Plutôt sûr de lui, Fabien Garcia dit connaître les pièges de la conduite en tracteur. « Je suis très attentif en coteau, explique ce viticulteur de Montbrun-des-Corbières, dans l’Aude. Mais je fais moins attention sur le plat. Reste que, dans les deux cas, j’ai connu des accidents. L’un est arrivé en entrée de vigne. C’était en 2012. Je portais un cultivateur d’une tonne et je n’ai pas vu une marche en montant le chemin d’accès. L’avant s’est levé et le tracteur s’est couché. Le deuxième accident est arrivé il y a plus de vingt ans dans une fourrière courte. C’était au broyeur, j’ai mal apprécié la manœuvre en sortie de rang près d’une grosse souche basse. Je me suis renversé à 2 km/h ! Dorénavant, j’ai des tournières plus grandes, il y a moins de risques. »
« Tout le monde y est passé au moins une fois », relativise Fabien Garcia. « C’est presque normal, surtout en coteau. Le plus souvent, c’est à cause de fausses manœuvres ou de petits pièges. C’est ce qui m’est arrivé et la cabine m’a préservé. Je ne portais pas la ceinture. En général, on ne tombe pas vite. Le vrai danger, c’est le retournement complet et la projection. Je le sais, mais je ne porte jamais la ceinture pour autant. »
Didier Barthes a un patron compréhensif. « Ça arrive, m’a-t-il dit. Il sait que je suis attentif et bon mécano. Cette bascule de MAV, c’est une erreur d’inattention. Même de jour, avec une caméra, on ne voit pas les fossés. J’ai mal apprécié la distance entre le piquet de tête et la machine. Pourtant, je sais que c’est court, même en tracteur. »
Didier Barthes a eu d’autant plus de chance qu’il ne portait pas, lui non plus, la ceinture de sécurité. « Je l’ai mise lorsqu’il a fallu redresser la machine et je me suis agrippé au volant. On entend souvent dire que la ceinture ne sert à rien, qu’on a le temps de s’éjecter par la porte. Mais les portes des cabines modernes sont très lourdes. Je pense que je n’aurais pas le temps de sauter en cas de retournement. »
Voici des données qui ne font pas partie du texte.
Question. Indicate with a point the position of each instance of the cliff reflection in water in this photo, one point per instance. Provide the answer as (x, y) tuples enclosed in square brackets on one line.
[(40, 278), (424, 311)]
Heureusement, Didier Barthes et Fabien Garcia sont sortis indemnes de leurs accidents. Mais ça ne reflète pas toujours la réalité. « Il y a une dizaine d’années, un voisin vigneron, qui avait 20 ans, s’est renversé en machine à vendanger, raconte Fabien Garcia. Il est tombé dans un talus de 3 m de profondeur. Il n’a pas été blessé mais il a été choqué durablement. Depuis son accident, il refuse de grimper à nouveau dans une machine à vendanger. Il paie un chauffeur en Cuma pour la récolte. » Les drames physiques cachent souvent les traumatismes psychologiques, moins bien évalués. Au mieux, ils sont fondus dans les arrêts de travail. En 2021, 216 accidents de tracteurs par des conducteurs salariés ou non salariés ont nécessité un arrêt de travail, soit 8 accidents sur 10.
251 accidents de tracteur ont été recensés par la MSA pour l’année 2021 en viticulture, dont 159 pour les salariés et 92 pour les non-salariés. Des chiffres devenus stables ces dernières années et qui ont diminué par rapport au début des années 2000 quand la moyenne se situait plutôt autour des 400 accidents de tracteur par an. Même tendance pour le nombre de jours d’hospitalisation, qui passe de 759 en 2004 à 92 en 2021. Le nombre d’accidents graves non mortels a également tendance à baisser depuis le début des années 2000, passant d’une quarantaine en moyenne en 2004-2005 à une vingtaine en 2020-2021. Le nombre de décès ne figure pas dans les chiffres qui nous ont été donnés. Par type de machines, les accidents en tracteur interligne sont ultra-majoritaires avec 227 des 251 accidents recensés en 2021. Cette année-là, il y en a eu 13 à bord d'un enjambeur ou d'une machine à vendanger, et 10 en chenillard.